Moving out of a ben posture of fear was a way of saying that there was
something more life-giving. It was in
leaving that I finally experienced that new life God promises
and extends to every person – even the angry, even the shameful.
When we simply shrug
our shoulders we are saying that whatever brokenness that exists is ok,
whatever hurt that has scarred us (or others) is ok and that ok-ness will stay
with us. The forgiveness extended to us by God is so different from the
shoulder shrug, for when God forgives us there is a swift and powerful movement
away from what has been. Forgiveness is
a bull dozer that clears the way for newness of life and healthier ways of
being human!
If
you forgive the sins of any, they are forgiven.
If you retain the sins of any, they are retained. This is the call of the church, this is the
charge from our Risen Savior: forgiveness is about being on the move,
seeking out and fight for and pointing to life among us!
The world needs no more
retaining – no more binding up hurts and horrors, our world is full of such
spirits already. I’m sure all of us
where struck by the distressing headlines that filled the news this week. When I read the endless blogs and articles
addressing the horror that filled the streets of Baltimore this past week I was
also remembering the words that have been preached from this pulpit these weeks
since Easter – words that have claimed a resurrected world in the name of the
Risen Christ. And so the movement for
reconciliation begins, the cry for the peace of the risen Christ must be heard
from the church of Christ, from the people who share the peace and claim the
resurrection here.
Where are you, risen
Savior? Are you on the streets of Baltimore?
Where are you, risen
Savior? Are you in the villages of India and Nepal?
…..Are
you on the pillaged fields of the Bakken oil fields?
Where are you, risen
Savior?
The risen Christ appears
in these places of fear and locked doors.

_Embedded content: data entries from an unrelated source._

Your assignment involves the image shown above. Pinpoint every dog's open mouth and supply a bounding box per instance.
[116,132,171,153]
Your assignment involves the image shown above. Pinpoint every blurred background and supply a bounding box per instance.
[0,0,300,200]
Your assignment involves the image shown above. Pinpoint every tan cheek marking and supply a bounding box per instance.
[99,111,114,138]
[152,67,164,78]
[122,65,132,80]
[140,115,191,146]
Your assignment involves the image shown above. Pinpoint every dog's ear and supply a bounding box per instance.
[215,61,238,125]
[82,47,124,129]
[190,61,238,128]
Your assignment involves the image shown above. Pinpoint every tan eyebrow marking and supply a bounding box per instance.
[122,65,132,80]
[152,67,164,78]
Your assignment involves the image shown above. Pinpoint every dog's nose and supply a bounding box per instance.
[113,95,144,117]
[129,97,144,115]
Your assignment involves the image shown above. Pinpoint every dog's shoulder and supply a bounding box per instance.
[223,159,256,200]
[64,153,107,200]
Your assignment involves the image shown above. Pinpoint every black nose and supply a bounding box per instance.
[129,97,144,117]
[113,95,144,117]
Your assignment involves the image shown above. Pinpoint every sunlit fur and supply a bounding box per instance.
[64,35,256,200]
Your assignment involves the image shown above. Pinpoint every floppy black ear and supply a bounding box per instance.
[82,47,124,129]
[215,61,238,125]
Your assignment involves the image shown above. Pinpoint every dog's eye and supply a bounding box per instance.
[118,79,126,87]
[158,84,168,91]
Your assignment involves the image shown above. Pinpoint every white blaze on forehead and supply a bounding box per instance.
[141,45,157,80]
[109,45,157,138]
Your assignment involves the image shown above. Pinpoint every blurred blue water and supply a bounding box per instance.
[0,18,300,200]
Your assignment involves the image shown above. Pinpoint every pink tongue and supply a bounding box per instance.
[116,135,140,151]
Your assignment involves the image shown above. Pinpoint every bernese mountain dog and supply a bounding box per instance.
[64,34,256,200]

He comes, breathing new life to the angry and shame-filled and destroyed
ones. And in his presence we know the
violence that fell upon the body of Jesus was not the end of the
story. The injustice and corruption, the
pride and prejudice did not have the final say! The risen Christ did indeed
rise from all these powers of the earth and from the depth of the grace and
spoke to his followers… “Peace be with you”
I saw the risen Christ in
the feet of the clergy who marched together peacefully through the streets of
Baltimore. And I saw the risen Christ in
the passionate face of a young man who put himself between a police line and
restless protesters crying out, “Do not give them a reason, do not give
them a reason.”
Because forgiveness and
reconciliation is a powerful, sometimes painful experience, Resurrection is not
clean. It is not devoid of emotion and
outrage. Being an Easter people does not
mean living in our Easter clothes, afraid of getting them stained. Being an Easter child means speaking life
into death, breath hope into despair, it means getting in the face of division
and hate and shaking up apathy and laziness.
Peace be with you,
Baltimore.
Peace be with you, India
and Nepal.
Peace be with you
wastelands and oil fields.
We can share this peace because it has been spoken and shared
with us. Because our stories of fear and
shame have been freed. For it begins
with you and your stories of forgiveness and movement and it is carried out
into God’s world.
You are forgiven. You are free.
You are the church of the risen Christ on earth, may we be
forgiveness, may we be freedom.
For the peace that surpasses our deepest hurts, for peace
that will change the world, we say thanks be to God. Amen.